Barnewall Two-way Behavioral Model
The Barnewall two-way behavioral model is a behavioral finance model proposed in 1987 by Marilyn Barnewall in a paper titled “Psychological characteristics of the individual investor”. The model classifies investors into two types (hence, ‘two-way’): passive and active investors.
The model is a so-called investors classification model since it can be used to classify investors into different categories. Two other behavioral models are the Bailiard, Biehl, and Kaiser (BB&K) five-way model and the Pompian behavioral model.
On this page, we discuss the Barnewall 2 way model in more detail. In particular, we discuss the difference between passive and active investors.
Barnewall two way behavioral model definition
As we discussed in the introduction, the Barnewall model distinguishes between passive investors and active investors.
- Passive investors: those who have not had to risk their own capital to gain wealth.
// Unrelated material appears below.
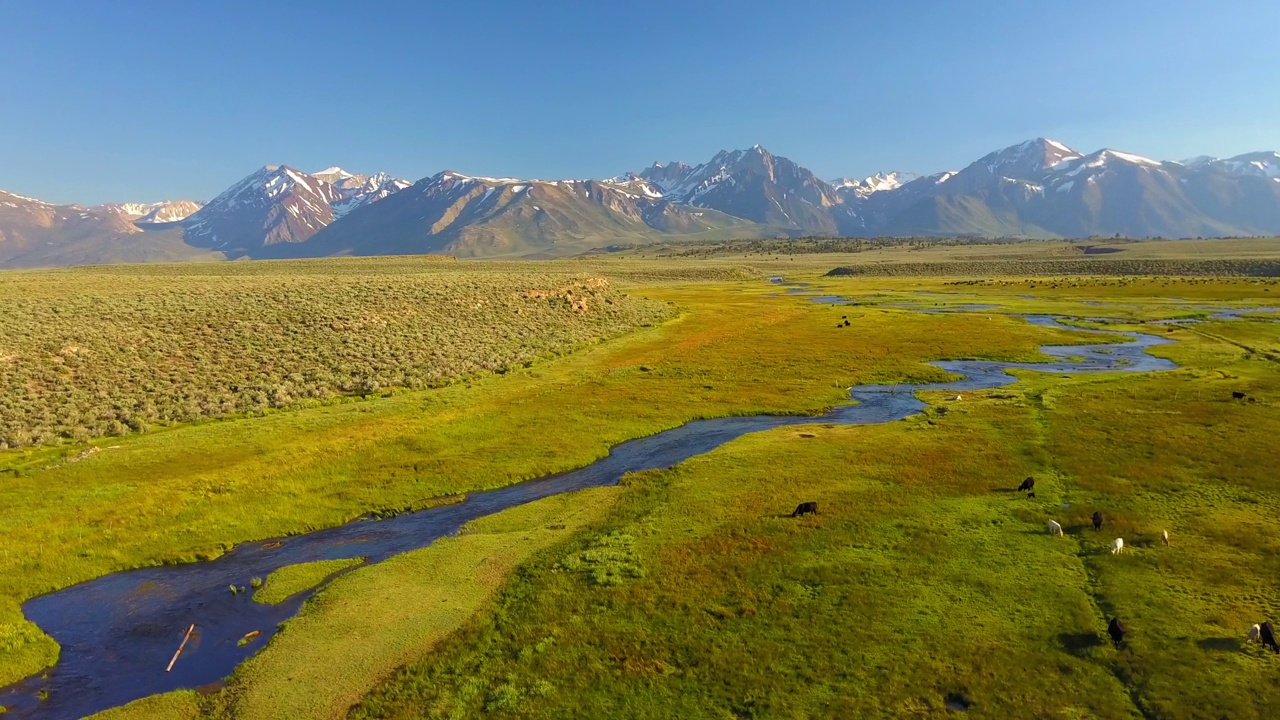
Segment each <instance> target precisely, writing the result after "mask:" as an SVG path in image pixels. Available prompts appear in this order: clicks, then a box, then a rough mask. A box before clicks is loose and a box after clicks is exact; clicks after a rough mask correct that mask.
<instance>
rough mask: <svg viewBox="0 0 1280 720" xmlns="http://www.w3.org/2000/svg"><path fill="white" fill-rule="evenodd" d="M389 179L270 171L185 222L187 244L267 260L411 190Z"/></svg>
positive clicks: (324, 170)
mask: <svg viewBox="0 0 1280 720" xmlns="http://www.w3.org/2000/svg"><path fill="white" fill-rule="evenodd" d="M408 186H410V183H408V182H407V181H402V179H397V178H392V177H389V176H387V174H385V173H379V174H376V176H372V177H367V176H361V174H355V173H348V172H346V170H343V169H342V168H329V169H326V170H323V172H320V173H317V174H314V176H312V174H308V173H303V172H302V170H298V169H296V168H291V167H288V165H266V167H264V168H262V169H260V170H257V172H255V173H252V174H250V176H248V177H246V178H243V179H241V181H239V182H237V183H236V184H233V186H232V187H229V188H228V190H227V191H224V192H223V193H221V195H219V196H218V197H215V199H214V200H211V201H210V202H209V205H205V206H204V208H201V209H200V211H197V213H193V214H192V215H189V217H188V218H186V219H184V220H183V227H184V228H186V238H187V242H189V243H192V245H197V246H201V247H209V249H212V250H218V251H220V252H227V254H228V255H229V256H232V258H241V256H250V258H259V256H268V255H273V252H269V251H268V249H270V247H271V246H273V245H279V243H298V242H303V241H306V240H307V238H310V237H311V236H314V234H315V233H317V232H320V231H321V229H324V228H325V227H328V225H329V224H330V223H333V222H334V220H335V219H338V218H340V217H343V215H346V214H347V213H351V211H352V210H355V209H357V208H361V206H365V205H369V204H372V202H376V201H379V200H383V199H385V197H388V196H390V195H393V193H396V192H398V191H399V190H403V188H406V187H408Z"/></svg>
For example, they may have gained wealth through steady employment and disciplined saving or through inheritance. Because they accumulated wealth passively, they tend to be more risk-averse and thus a greater need for security than active investors.
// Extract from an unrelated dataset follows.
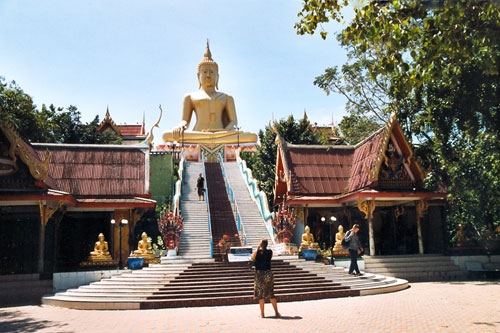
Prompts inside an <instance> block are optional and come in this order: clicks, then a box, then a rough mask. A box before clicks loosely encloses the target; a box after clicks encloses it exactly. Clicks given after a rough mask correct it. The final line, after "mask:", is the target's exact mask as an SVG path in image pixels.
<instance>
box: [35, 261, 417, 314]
mask: <svg viewBox="0 0 500 333" xmlns="http://www.w3.org/2000/svg"><path fill="white" fill-rule="evenodd" d="M272 270H273V273H274V279H275V284H274V293H275V295H276V297H277V298H278V301H279V302H289V301H301V300H312V299H324V298H334V297H347V296H360V295H368V294H375V293H384V292H390V291H396V290H401V289H404V288H406V287H407V286H408V283H407V281H404V280H399V279H394V278H386V277H383V276H378V275H373V274H365V276H362V277H354V276H352V275H349V274H347V273H346V271H345V270H344V269H343V268H338V267H333V266H326V265H323V264H320V263H313V262H306V261H304V260H303V259H297V258H296V257H289V258H285V259H284V260H283V259H281V260H274V259H273V261H272ZM253 278H254V272H253V270H251V269H250V268H249V267H248V265H247V263H244V262H239V263H222V262H214V261H213V260H212V259H208V260H197V261H196V262H192V261H188V260H176V261H175V264H174V263H172V264H152V265H151V266H150V267H147V268H144V269H142V270H138V271H128V272H125V273H123V274H121V275H119V276H113V277H111V278H109V279H104V280H102V281H99V282H94V283H92V284H90V285H88V286H82V287H80V288H78V289H69V290H67V291H66V292H63V293H57V294H55V295H54V296H46V297H44V298H43V299H42V302H43V303H44V304H48V305H55V306H62V307H67V308H73V309H99V310H103V309H106V310H110V309H151V308H173V307H188V306H189V307H192V306H217V305H235V304H251V303H256V302H257V301H255V300H254V299H253Z"/></svg>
- Active investors: these investors have risked their own capital to gain wealth and usually take an active role in investing their own money. These investors are much less risk averse and are willing to give up security for control over their own wealth creation.
Active investors tend to gather a lot of information about their investments to establish a feeling of control. This can lead to overconfidence and the belief that they are taking less risk than they are actually taking. As a consequence, when active investors perceive a loss of control, their risk tolerance declines dramatically.
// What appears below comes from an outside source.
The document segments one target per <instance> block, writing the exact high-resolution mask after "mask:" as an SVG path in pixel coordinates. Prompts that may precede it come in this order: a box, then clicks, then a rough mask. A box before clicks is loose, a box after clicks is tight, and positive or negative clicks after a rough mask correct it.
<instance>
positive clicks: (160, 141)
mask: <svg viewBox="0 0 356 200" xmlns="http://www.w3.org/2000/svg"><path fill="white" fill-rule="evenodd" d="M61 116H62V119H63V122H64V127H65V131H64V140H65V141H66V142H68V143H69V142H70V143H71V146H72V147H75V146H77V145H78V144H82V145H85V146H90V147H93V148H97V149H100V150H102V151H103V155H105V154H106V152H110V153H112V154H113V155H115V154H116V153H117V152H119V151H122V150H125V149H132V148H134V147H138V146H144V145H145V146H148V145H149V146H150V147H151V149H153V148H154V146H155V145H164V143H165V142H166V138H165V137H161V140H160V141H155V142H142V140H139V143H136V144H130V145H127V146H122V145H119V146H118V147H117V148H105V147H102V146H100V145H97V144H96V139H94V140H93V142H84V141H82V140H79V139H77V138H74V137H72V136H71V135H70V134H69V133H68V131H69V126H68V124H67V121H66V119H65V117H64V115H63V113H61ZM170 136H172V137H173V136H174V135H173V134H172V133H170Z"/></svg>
It is important to keep in mind that behavioral finance models to classify investors into different behavioral types also have limitations. In particular, many individuals may exhibit characteristics of both groups. Even if two individuals fall within the same group, it may still be needed to treat them differently due to unique circumstances. Finally, individuals may act irrationally and in an unpredictable way.
We discussed the Barnewall Two-way Behavioral Model, a popular behavior model used to classify investors. The Barnewall two-way model distinguishes between passive and active investors, depending on how they accumulated their wealth. Two other behavioral models that are related to this model are the Bailiard, Biehl, and Kaiser (BB&K) five-way model and the Pompian behavioral model.